Pop-up Perfection

Columbia’s restaurant scene is expanding — not with brick-and-mortar places, necessarily, but with pop-up events. Frances Harvey, co-owner of the pop-up Fujiko Izakaya, says her menu inspiration comes from her childhood. Her mother often made traditional Japanese meals for Harvey, including marinated eggs for tamago and fried pork cutlets for tonkatsu.

“A lot of my favorite things that I ate as a kid make appearances on our menus,” Harvey says. “[My mother] doesn’t live as close as I’d like her to. So it’s an excuse for me to make those foods and have those flavors again from my childhood.”

Today, Harvey takes inspiration from those traditional dishes by creating a unique menu for each Fujiko Izakaya pop-up event. Most recently, Harvey and her business partners, Tim Eisenhauer and Joshua Smith, held a pop-up dinner on Sept. 16 at the Barred Owl Butcher & Table.

Tickets for the dinner — about 120 — sold out four hours after they went on sale, with an additional 20 or 30 people on the waitlist. This was the first time a Fujiko Izakaya event sold out in such a short period.

“It’s encouraging to see that people are really into it,” Harvey says. “I think it really just shows that our community is really open to new things coming into our town.”

Harvey created the pop-up to showcase traditional Japanese dishes, which she says receive little exposure in Columbia’s sushi-focused collection of Japanese restaurants. She notes that many assume rolls make up all of Japanese cuisine. Harvey also wants to counter the common conception of ramen as a dish that comes in little plastic packets. When Le Bao opened in May 2018, Columbians were treated to a more traditional take on ramen, and Harvey offers her own riffs on the dish with Fujiko Izakaya.

“I really wanted to bring ramen to this town,” she says. “It’s my favorite food to eat. Lots of people, when they think of ramen, they think of that package you boil for a couple of minutes and just eat with that crappy powder. I wanted to show that it’s a very nuanced dish as well.”

Fujiko Izakaya mimics tapas bars, in the sense that they both aim to pair small dishes with drinks, traditional for a Japanese Izakaya restaurant.
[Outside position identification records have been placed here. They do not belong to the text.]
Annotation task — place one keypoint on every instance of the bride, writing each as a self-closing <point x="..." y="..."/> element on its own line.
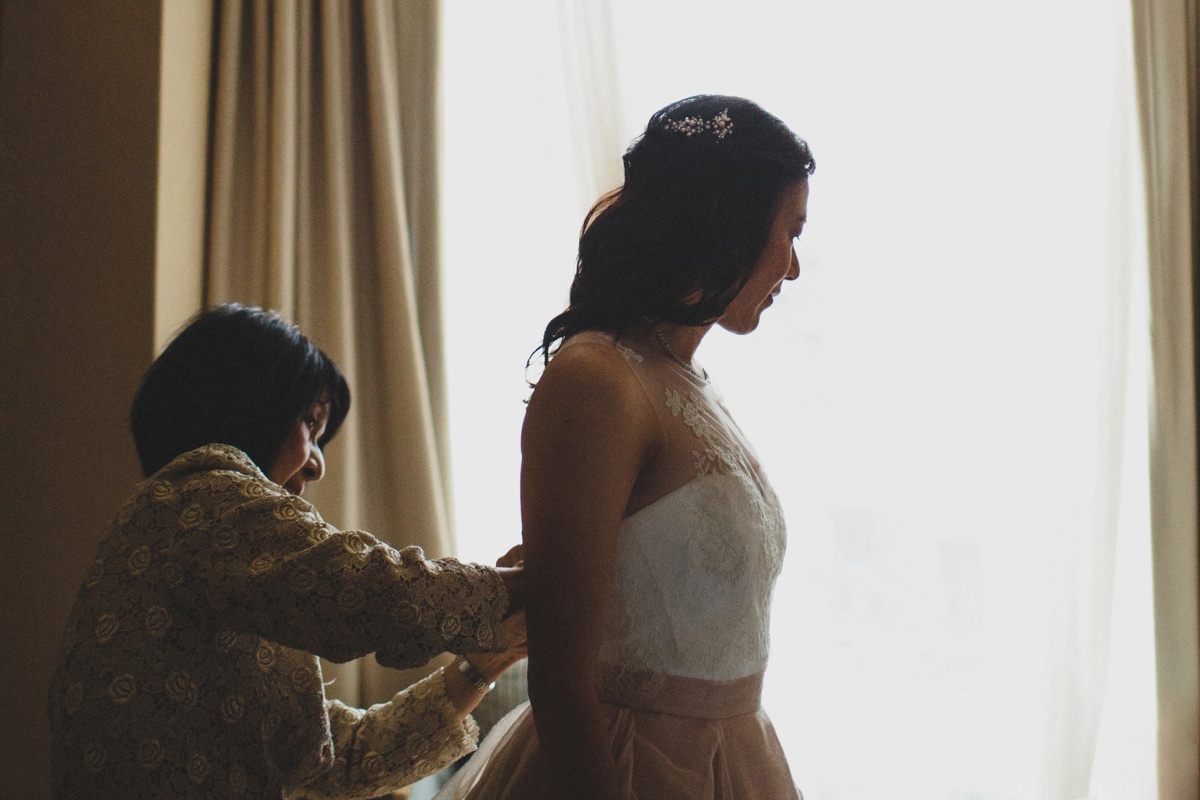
<point x="652" y="537"/>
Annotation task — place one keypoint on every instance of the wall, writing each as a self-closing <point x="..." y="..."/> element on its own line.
<point x="79" y="150"/>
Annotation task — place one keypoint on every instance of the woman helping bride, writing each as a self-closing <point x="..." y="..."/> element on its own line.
<point x="652" y="536"/>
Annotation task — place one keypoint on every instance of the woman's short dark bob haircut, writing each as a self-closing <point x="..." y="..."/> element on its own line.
<point x="679" y="239"/>
<point x="237" y="376"/>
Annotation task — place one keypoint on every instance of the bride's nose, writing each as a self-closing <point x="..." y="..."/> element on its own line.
<point x="315" y="468"/>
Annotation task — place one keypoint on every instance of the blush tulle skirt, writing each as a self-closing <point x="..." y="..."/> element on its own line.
<point x="659" y="757"/>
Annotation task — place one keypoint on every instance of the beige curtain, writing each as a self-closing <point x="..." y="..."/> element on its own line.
<point x="592" y="97"/>
<point x="323" y="205"/>
<point x="1167" y="35"/>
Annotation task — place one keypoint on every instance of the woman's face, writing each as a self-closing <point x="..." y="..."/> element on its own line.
<point x="777" y="263"/>
<point x="301" y="461"/>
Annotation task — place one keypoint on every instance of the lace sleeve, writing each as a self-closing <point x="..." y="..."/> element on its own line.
<point x="393" y="744"/>
<point x="267" y="564"/>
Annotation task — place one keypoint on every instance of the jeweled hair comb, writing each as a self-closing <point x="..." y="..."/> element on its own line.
<point x="719" y="126"/>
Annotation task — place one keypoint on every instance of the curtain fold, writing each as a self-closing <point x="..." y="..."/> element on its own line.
<point x="1165" y="40"/>
<point x="593" y="96"/>
<point x="323" y="205"/>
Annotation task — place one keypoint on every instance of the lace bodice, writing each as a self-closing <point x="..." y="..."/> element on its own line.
<point x="696" y="567"/>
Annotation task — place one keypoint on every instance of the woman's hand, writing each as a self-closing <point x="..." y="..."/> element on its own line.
<point x="490" y="666"/>
<point x="511" y="569"/>
<point x="515" y="557"/>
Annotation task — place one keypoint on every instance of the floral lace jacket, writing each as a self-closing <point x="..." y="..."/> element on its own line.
<point x="189" y="666"/>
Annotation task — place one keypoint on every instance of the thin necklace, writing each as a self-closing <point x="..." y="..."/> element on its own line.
<point x="675" y="356"/>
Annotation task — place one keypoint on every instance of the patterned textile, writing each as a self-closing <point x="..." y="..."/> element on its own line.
<point x="190" y="665"/>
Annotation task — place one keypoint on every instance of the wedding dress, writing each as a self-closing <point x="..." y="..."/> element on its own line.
<point x="687" y="637"/>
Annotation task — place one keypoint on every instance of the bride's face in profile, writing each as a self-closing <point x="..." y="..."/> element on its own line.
<point x="777" y="263"/>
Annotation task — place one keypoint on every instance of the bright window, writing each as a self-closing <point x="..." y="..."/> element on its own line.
<point x="951" y="400"/>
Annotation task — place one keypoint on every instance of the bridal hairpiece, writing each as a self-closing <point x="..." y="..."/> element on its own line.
<point x="720" y="125"/>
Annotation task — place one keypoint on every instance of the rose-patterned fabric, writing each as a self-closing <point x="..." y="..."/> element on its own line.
<point x="190" y="665"/>
<point x="687" y="636"/>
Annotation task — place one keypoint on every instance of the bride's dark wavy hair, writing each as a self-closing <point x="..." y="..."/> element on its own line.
<point x="679" y="239"/>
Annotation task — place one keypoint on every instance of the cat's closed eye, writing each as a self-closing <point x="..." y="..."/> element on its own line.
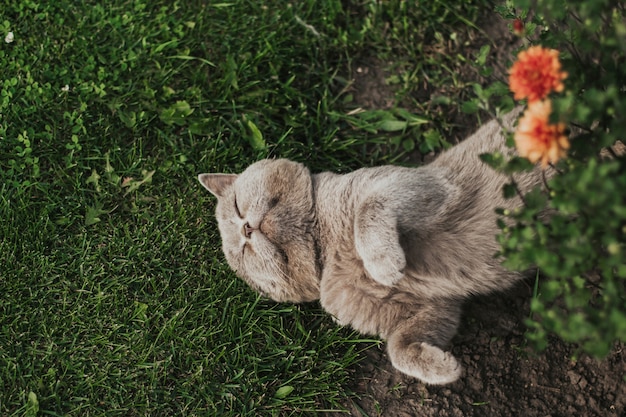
<point x="273" y="202"/>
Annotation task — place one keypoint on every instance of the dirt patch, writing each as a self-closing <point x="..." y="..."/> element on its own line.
<point x="503" y="377"/>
The first part of the pop-up’s name derives from Harvey’s middle name, Fujiko. In the same way she plans out her food menu, Harvey meticulously chooses cocktails, beer and wine that would pair well with the cuisine being served — each drink must be as special as the food menu.

The atmosphere at pop-up events hosted by Harvey is intimate. At each pop-up, tables are pushed together, which creates a space in which strangers often sit elbow to elbow with each other. “The idea of having a place like Fujiko, where it’s so small, intimate, rarely happens,” Harvey says. “I think [it’s] great for our community just because it’s something different.”

Occasionally, Fujiko Izakaya’s menu is based around a theme, such as the summer pop-up event centered around Japanese festival foods or the whole chicken event, where different parts of the chicken were served throughout the night.

One standout from the Sept. 16 pop-up event was nasu dengaku, or a miso glazed eggplant dish. Eggplants are sliced in half and stuffed with a miso dengaku mix.

Many associate the vegetable with Italian cuisine through dishes such as eggplant parmesan; Harvey wanted to show how delicious the ingredient can be in Asian food.

“If you see eggplant on a menu at any Asian restaurant, it’s 100 percent going to be delicious,” she says. “I’m really excited to kind of show how Asian flavors just really pump up the flavor of eggplant.”

Fujiko Izakaya pop-ups typically occur once every three or four months, but Harvey says she is hoping to expand the experience to a monthly event.

“We all have our favorites,” Harvey says. “We all love Flat Branch, we all go to Booches, but it’s really encouraging to see that people in this town are willing to try something new and jump on something that is so special it only gets to happen one night every few months.”